The programs we funded were highly selective and had rigorous standards. Graduates were immediately placed into schools and received practical support based on real student and teacher needs. Our training programs cost some 10 times more than traditional principal training programs, so we expected to see far higher relative student performance in graduates’ schools.
Data, however, show that resulting student gains have not been commensurate with the cost of training, meaning we have not seen far higher student performance versus comparison groups, with a few exceptions, most notably principals trained by KIPP public charter schools and the New Leaders for New Schools.

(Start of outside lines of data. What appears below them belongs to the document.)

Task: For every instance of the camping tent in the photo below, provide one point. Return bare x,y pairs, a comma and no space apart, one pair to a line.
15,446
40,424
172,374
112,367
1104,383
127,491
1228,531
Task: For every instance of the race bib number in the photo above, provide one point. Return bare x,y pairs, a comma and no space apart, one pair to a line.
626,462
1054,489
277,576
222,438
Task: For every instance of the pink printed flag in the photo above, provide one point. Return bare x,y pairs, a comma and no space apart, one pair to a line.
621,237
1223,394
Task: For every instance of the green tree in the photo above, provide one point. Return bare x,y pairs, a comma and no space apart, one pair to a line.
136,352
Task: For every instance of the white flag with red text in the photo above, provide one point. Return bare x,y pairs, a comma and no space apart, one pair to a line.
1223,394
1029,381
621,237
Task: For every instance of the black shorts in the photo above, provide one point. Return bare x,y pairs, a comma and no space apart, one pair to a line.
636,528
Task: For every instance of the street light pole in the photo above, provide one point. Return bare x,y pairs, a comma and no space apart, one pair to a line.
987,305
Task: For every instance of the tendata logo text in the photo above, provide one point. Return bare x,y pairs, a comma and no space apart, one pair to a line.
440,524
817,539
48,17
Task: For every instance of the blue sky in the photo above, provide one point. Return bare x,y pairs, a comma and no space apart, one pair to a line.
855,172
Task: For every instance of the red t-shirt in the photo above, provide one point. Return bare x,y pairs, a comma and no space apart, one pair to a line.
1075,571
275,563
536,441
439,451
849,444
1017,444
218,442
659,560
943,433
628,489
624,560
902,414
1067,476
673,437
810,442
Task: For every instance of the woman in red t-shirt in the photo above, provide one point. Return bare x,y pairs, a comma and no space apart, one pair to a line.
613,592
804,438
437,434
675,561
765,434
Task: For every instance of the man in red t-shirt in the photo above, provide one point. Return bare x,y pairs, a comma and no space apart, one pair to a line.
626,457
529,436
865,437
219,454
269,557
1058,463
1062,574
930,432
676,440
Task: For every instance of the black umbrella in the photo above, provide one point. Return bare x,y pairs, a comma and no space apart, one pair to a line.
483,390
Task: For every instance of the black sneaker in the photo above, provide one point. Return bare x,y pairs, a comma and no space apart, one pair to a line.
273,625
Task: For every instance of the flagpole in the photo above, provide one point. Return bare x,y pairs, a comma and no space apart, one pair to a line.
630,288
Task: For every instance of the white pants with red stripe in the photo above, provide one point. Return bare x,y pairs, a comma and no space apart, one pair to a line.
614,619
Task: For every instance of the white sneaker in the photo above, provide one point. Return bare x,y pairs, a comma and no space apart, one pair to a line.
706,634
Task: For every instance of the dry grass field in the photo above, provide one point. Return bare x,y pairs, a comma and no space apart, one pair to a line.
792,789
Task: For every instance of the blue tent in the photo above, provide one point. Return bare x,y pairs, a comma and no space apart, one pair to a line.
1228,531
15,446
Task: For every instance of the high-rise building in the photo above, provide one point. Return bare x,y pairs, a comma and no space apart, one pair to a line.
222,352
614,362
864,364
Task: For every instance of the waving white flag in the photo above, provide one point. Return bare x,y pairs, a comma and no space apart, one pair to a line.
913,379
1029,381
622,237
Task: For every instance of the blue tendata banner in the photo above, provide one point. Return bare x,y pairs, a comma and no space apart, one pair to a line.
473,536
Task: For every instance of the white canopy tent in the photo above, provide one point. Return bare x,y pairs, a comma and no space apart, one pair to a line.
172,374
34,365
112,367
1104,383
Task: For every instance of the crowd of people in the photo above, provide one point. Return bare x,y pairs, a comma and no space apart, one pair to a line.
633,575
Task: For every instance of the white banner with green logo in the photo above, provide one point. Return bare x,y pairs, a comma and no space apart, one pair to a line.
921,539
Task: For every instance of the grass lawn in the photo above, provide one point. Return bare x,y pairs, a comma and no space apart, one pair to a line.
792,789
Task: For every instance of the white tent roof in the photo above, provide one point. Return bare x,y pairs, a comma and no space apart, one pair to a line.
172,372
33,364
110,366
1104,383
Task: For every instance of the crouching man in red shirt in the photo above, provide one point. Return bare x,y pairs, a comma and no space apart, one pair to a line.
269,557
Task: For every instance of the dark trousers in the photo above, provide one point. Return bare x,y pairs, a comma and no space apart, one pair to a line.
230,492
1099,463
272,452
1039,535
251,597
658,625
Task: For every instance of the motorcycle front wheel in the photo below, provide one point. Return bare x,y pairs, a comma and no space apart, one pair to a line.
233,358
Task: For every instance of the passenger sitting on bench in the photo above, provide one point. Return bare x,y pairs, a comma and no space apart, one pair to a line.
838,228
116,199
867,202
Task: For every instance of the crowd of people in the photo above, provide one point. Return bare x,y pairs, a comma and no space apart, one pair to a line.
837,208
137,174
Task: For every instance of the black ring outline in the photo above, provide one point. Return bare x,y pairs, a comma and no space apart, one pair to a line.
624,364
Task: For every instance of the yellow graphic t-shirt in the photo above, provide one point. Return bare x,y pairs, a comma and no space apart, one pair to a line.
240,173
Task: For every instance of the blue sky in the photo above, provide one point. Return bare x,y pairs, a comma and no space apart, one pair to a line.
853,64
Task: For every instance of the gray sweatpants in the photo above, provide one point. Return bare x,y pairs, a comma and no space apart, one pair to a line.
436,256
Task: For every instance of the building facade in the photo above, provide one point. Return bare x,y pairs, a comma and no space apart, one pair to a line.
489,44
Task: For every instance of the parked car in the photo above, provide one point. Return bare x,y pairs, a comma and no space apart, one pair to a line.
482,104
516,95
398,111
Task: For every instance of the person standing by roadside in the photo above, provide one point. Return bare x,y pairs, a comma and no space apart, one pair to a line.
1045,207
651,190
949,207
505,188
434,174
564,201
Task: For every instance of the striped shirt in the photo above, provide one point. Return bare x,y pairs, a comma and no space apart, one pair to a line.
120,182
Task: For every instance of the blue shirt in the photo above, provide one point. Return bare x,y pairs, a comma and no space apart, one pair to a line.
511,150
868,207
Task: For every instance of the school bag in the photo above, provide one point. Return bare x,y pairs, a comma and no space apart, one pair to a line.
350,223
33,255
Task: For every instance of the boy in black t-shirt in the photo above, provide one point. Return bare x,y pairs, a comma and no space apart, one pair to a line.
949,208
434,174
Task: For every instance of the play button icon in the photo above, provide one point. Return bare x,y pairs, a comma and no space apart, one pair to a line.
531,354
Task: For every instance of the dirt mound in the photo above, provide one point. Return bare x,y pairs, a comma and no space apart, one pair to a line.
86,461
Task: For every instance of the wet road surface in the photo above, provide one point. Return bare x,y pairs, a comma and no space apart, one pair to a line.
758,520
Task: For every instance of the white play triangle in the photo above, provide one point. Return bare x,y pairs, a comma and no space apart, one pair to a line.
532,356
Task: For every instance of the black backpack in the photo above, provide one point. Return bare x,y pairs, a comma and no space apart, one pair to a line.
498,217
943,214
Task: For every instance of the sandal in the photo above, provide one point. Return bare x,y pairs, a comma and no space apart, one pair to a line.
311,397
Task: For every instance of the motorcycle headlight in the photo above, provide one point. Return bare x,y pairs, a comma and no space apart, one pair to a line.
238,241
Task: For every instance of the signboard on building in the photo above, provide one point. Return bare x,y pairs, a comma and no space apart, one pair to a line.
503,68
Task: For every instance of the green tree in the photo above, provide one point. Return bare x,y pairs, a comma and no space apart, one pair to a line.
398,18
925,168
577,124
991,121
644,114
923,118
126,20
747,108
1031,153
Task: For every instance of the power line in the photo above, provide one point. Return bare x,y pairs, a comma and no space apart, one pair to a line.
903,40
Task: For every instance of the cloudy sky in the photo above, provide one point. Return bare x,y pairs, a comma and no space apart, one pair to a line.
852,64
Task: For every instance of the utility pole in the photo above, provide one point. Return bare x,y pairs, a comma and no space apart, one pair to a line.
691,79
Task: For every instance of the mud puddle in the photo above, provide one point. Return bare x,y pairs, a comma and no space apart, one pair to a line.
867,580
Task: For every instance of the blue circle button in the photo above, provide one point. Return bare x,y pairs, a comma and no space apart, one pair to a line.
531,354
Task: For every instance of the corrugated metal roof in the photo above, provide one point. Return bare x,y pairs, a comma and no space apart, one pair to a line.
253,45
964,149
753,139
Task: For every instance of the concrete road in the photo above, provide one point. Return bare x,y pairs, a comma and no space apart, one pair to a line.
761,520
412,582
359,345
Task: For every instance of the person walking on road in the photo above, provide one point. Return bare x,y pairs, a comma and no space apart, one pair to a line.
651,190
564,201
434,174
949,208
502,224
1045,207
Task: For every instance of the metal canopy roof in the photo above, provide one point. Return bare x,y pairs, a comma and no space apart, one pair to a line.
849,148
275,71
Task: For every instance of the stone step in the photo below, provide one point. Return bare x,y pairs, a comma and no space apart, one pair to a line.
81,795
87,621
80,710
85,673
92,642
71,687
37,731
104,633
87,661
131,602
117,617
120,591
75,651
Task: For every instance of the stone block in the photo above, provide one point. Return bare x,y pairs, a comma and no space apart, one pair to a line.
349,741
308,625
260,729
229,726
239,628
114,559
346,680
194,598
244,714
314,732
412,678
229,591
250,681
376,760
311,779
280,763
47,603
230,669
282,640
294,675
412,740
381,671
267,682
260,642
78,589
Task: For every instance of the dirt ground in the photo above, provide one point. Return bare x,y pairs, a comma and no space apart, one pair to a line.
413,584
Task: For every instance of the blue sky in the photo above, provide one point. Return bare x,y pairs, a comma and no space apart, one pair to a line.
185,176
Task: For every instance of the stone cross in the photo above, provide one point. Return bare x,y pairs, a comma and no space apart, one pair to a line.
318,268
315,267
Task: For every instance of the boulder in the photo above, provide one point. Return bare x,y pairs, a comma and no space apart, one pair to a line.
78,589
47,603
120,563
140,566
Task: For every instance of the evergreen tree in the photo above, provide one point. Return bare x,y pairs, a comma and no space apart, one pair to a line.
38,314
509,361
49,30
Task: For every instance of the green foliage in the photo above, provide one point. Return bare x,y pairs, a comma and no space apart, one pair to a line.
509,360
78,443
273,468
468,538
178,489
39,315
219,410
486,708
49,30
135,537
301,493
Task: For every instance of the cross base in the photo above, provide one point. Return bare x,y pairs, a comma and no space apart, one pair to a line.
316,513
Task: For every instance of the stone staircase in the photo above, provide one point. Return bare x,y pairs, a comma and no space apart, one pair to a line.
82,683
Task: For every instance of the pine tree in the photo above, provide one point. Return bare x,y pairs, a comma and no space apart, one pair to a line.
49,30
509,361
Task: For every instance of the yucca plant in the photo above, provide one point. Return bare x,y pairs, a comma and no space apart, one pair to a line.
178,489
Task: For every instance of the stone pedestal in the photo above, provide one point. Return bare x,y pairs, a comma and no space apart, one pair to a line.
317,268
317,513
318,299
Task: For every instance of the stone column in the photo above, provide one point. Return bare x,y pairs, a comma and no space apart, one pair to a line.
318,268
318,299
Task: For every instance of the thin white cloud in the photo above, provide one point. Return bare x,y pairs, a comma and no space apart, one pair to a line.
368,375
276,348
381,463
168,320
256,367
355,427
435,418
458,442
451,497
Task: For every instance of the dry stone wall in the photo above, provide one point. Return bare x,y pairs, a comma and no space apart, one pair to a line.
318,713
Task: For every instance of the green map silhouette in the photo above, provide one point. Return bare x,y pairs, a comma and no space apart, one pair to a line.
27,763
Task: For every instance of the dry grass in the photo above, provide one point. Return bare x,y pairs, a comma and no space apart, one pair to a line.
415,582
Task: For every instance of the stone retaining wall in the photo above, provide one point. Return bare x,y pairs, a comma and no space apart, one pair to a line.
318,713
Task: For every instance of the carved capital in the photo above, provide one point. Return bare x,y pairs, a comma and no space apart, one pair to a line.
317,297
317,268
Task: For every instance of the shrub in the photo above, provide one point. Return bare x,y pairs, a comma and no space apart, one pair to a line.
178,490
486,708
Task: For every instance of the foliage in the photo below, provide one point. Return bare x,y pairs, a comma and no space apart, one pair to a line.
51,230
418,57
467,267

But even these mixed outcomes have been successes of a sort, not just for those schools that did progress more rapidly under newly trained principals, but also because they’ve raised new, important questions. For example, even the most talented, well-trained school leader may have his or her hands tied without the right autonomy and empowerment from the central office to make localized budgetary or personnel decisions necessary for students and teachers to improve. Which now leads us to ask: What more should central offices be doing to create the conditions under which school leaders can help teachers and students succeed?
Clearly the role of principals and the effectiveness of their training matters. We still believe every school needs a good principal, but our data indicate that we may also need larger systemic changes, including greater central-office support for principals during their first couple of years, because other variables may be at play. We now are funding New Leaders for New Schools’ efforts to identify the specific components of principal training and skills that likely lead to a uniformly higher-quality principal corps.
Our initial hopes may not have been realized, but we were able to see how these concepts played out, learn from our mistakes and then begin again. The answer to the question “What’s the worst that can happen?” has always been “It’s not as bad as wondering ‘What if?’” It’s far better to pursue an idea, a dream or a relationship that doesn’t work out than to spend your life adrift in an ocean of regret.
In K-12 education, we are far from knowing all the answers, but we must keep asking the questions. And, if we are to move American students forward, we must keep being unafraid to start down a new path.
Assuming anyone possesses that pesky gene that discourages beginnings, may I suggest you turn it on its head and use it to your advantage. As Eleanor Roosevelt said, “You gain strength, courage and confidence by every experience in which you really stop to look fear in the face. You must do the thing which you think you cannot do.”